Murder charges against Marikana miners based on ‘sound principle’

At a press briefing on Sunday, the NPA said at least 140 of the arrested Marikana strikers could be released by as early as Monday, with the balance of the group of around 270 due for release as soon as their home addresses were verified.

That is, unless a court should decide that the men should remain in prison, despite the National Prosecuting Authority no longer opposing bail or, for the time being, accusing the group of the murder of their fellows – at least some of whom were killed by police.

The strikers are to be released on a warning, and will not be required to post bail.

"The decision and pronouncement on the final charges to be preferred against any persons involved will only be made once all investigations have been completed," said acting national director of public prosecutions Nomgcobo Jiba. "The murder charges against the current 270 suspects, which was provisional anyway, will be formally withdrawn provisionally in court on their next court appearance. Other provisional charges will remain."

The most serious of the remaining charges relate to illegal gathering with dangerous weapons.

Neither Jiba nor the man responsible for the original decision to press the murder charges, North West NPA prosecutions director Johan Smit, admitted any error in the decision to put those charges before the court, and so causing a public outcry.

"It is of the utmost importance that as soon as there is evidence to prove the elements to link somebody, that charge has to go to the court in order for the court to make an informed decision about bail," said Smit. It was the duty of prosecutors to raise the possibility of a murder prosecution, he said.

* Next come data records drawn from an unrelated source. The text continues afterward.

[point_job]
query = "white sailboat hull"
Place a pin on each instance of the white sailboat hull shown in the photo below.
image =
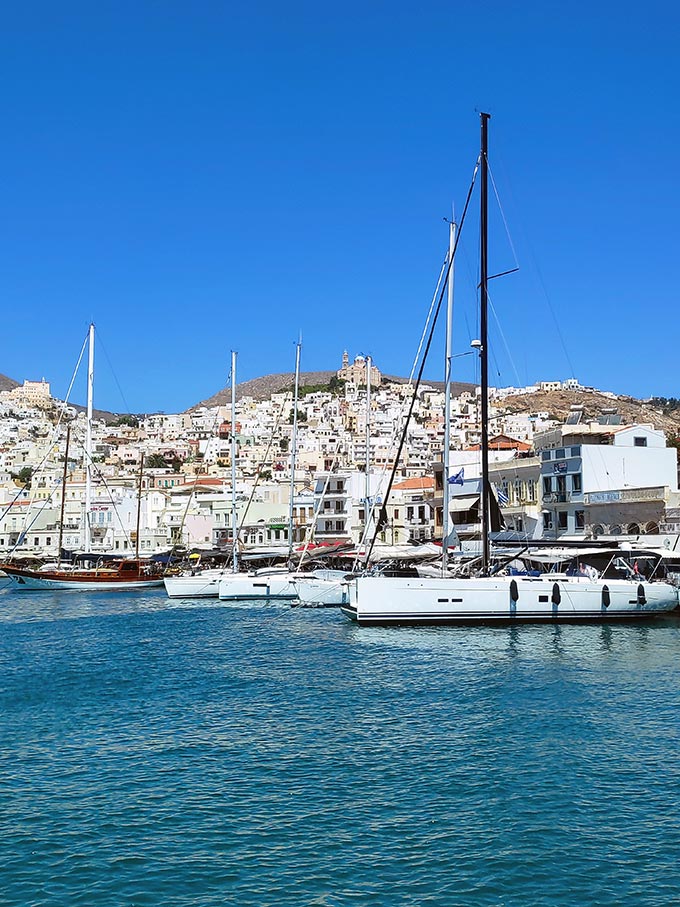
(200, 585)
(410, 600)
(257, 588)
(322, 592)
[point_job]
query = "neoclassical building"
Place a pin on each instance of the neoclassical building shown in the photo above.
(356, 372)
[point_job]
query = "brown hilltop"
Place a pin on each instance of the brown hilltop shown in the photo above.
(7, 384)
(262, 388)
(558, 405)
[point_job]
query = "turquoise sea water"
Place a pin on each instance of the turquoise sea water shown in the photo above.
(170, 753)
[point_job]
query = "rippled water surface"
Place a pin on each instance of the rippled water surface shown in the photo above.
(172, 753)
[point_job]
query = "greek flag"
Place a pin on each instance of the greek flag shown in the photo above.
(458, 478)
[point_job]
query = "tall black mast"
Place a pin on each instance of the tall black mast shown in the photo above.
(483, 328)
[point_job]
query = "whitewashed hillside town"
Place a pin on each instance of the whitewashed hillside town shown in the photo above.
(163, 482)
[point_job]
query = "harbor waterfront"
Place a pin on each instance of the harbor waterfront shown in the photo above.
(160, 751)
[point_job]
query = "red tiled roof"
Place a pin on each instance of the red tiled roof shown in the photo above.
(419, 482)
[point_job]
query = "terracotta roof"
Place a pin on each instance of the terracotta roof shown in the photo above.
(504, 442)
(421, 482)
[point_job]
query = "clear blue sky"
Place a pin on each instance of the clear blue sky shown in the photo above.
(201, 177)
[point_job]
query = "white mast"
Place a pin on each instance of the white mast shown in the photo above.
(368, 443)
(293, 451)
(88, 441)
(234, 521)
(446, 519)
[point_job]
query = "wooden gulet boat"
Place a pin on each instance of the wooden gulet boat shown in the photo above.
(496, 598)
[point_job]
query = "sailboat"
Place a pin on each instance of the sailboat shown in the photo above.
(270, 584)
(502, 599)
(104, 573)
(196, 583)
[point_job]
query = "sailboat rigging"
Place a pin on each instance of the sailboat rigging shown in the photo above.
(107, 573)
(493, 597)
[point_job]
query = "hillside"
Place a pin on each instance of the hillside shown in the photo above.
(262, 388)
(7, 384)
(558, 403)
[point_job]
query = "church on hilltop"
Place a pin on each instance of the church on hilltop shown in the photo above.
(356, 372)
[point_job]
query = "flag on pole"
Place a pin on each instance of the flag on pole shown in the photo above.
(502, 497)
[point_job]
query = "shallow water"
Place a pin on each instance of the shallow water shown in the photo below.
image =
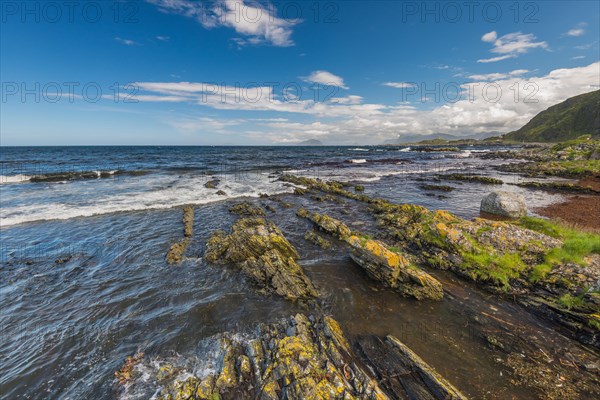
(80, 292)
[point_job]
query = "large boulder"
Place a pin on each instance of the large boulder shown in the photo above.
(504, 204)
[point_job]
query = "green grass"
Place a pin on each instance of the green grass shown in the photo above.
(499, 269)
(576, 245)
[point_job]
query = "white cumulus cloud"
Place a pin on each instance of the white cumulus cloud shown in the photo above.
(510, 45)
(257, 23)
(325, 78)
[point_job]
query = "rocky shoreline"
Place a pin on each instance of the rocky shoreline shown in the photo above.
(549, 270)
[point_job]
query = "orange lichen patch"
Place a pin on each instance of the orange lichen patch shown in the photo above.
(452, 234)
(378, 249)
(445, 216)
(125, 374)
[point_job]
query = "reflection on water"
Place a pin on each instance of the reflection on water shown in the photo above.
(81, 294)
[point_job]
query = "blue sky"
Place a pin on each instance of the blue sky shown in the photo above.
(230, 72)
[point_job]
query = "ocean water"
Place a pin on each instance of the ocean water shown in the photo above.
(84, 282)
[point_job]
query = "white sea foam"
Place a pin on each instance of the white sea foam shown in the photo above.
(78, 199)
(5, 179)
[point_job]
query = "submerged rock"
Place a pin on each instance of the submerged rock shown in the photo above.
(393, 269)
(188, 221)
(247, 209)
(175, 254)
(176, 251)
(303, 358)
(259, 248)
(125, 373)
(382, 264)
(504, 204)
(327, 224)
(317, 239)
(212, 184)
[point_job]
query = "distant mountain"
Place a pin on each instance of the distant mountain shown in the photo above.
(410, 139)
(576, 116)
(310, 142)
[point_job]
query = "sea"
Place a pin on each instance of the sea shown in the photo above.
(84, 282)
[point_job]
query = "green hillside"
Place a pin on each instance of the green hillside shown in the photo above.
(576, 116)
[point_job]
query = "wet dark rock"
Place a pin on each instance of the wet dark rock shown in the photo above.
(125, 373)
(176, 251)
(304, 358)
(259, 248)
(394, 270)
(559, 187)
(504, 204)
(441, 188)
(327, 224)
(472, 178)
(247, 209)
(317, 239)
(188, 221)
(212, 184)
(403, 373)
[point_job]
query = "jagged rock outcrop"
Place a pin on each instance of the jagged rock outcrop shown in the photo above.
(317, 239)
(212, 184)
(327, 224)
(400, 370)
(247, 209)
(504, 204)
(394, 270)
(380, 262)
(259, 248)
(300, 358)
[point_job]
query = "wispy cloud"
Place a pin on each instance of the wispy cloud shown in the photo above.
(255, 22)
(399, 85)
(577, 31)
(126, 42)
(350, 119)
(510, 45)
(325, 78)
(497, 75)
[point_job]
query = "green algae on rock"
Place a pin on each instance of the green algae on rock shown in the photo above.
(247, 209)
(259, 248)
(394, 270)
(382, 264)
(301, 357)
(175, 254)
(327, 224)
(317, 239)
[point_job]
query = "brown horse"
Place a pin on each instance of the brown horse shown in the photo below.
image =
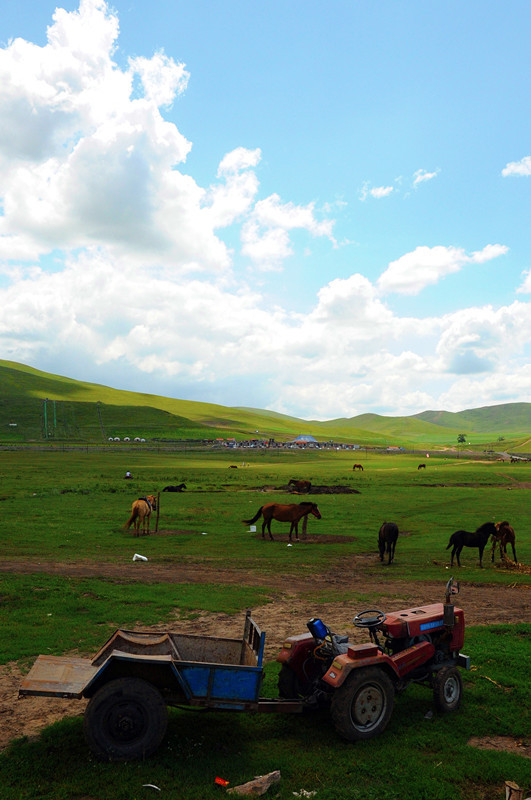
(284, 513)
(301, 487)
(504, 535)
(387, 536)
(478, 539)
(140, 514)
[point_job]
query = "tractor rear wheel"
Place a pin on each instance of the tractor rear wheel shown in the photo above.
(126, 719)
(362, 706)
(447, 689)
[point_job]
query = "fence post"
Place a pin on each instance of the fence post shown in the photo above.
(158, 511)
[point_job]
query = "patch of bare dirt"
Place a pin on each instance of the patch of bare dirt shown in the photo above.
(295, 600)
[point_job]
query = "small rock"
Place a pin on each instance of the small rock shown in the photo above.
(256, 787)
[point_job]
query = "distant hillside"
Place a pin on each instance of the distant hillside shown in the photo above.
(507, 417)
(36, 405)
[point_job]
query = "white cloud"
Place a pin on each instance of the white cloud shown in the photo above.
(142, 286)
(377, 192)
(425, 266)
(525, 288)
(522, 167)
(265, 236)
(421, 176)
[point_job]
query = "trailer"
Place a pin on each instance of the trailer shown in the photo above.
(136, 675)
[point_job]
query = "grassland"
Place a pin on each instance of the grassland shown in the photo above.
(63, 508)
(38, 406)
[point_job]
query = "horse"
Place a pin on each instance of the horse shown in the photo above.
(387, 536)
(504, 535)
(140, 513)
(478, 539)
(284, 513)
(301, 487)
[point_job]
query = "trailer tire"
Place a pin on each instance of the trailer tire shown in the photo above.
(125, 720)
(447, 689)
(362, 706)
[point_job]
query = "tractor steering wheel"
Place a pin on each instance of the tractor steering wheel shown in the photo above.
(369, 619)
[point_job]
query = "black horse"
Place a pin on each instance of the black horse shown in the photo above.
(478, 539)
(387, 536)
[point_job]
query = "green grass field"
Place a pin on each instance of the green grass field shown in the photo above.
(71, 506)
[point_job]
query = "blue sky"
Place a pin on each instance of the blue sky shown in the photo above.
(316, 208)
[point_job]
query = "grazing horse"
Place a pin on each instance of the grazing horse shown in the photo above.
(504, 535)
(387, 536)
(140, 514)
(478, 539)
(302, 487)
(284, 513)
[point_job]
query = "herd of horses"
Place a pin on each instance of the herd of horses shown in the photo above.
(501, 534)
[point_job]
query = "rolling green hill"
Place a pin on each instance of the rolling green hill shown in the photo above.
(38, 406)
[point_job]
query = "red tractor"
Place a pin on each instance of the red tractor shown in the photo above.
(359, 682)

And Jiba said the original decision to institute the murder charges was based on a "sound principle" that is applicable in a democracy, effectively leaving the door open for similar charges to be pressed against the group at a later date.

Whether the group or any members are ultimately charged with murder may depend, in part, on the findings of the judicial inquiry appointed by President Jacob Zuma into the killings. Both Jiba and Smit said they would prefer to wait for those findings before finalising charges, but were not legally obliged to do so.

Jiba said the decision to withdraw the murder charges, for the time being, was entirely hers, based on her function of reviewing such decision by provincial prosecuting offices and that there had been no contact with the Presidency on the matter. Nor, she said, had the NPA had any interaction with the inter-ministerial committee set up to deal with the aftermath of the Marikana killings. The decision followed "intense deliberations" within the NPA, she said.

The withdrawal of the charges will not affect seven other men currently before the court of the murder, earlier in the week of the massacre on 16 August, of two police members. Smit said another individual was being investigated on the murder of two Lonmin security guards, but that there were no cases in front of the NPA regarding the six miners also killed that week.

Neither Jiba nor Smit could provide any detail about investigations of police members, whether charges would be pressed against police members, or when details of autopsies or the forensic site report would be released.

"The actions of the police will be sorted out still," Smit said. "We're ignoring that."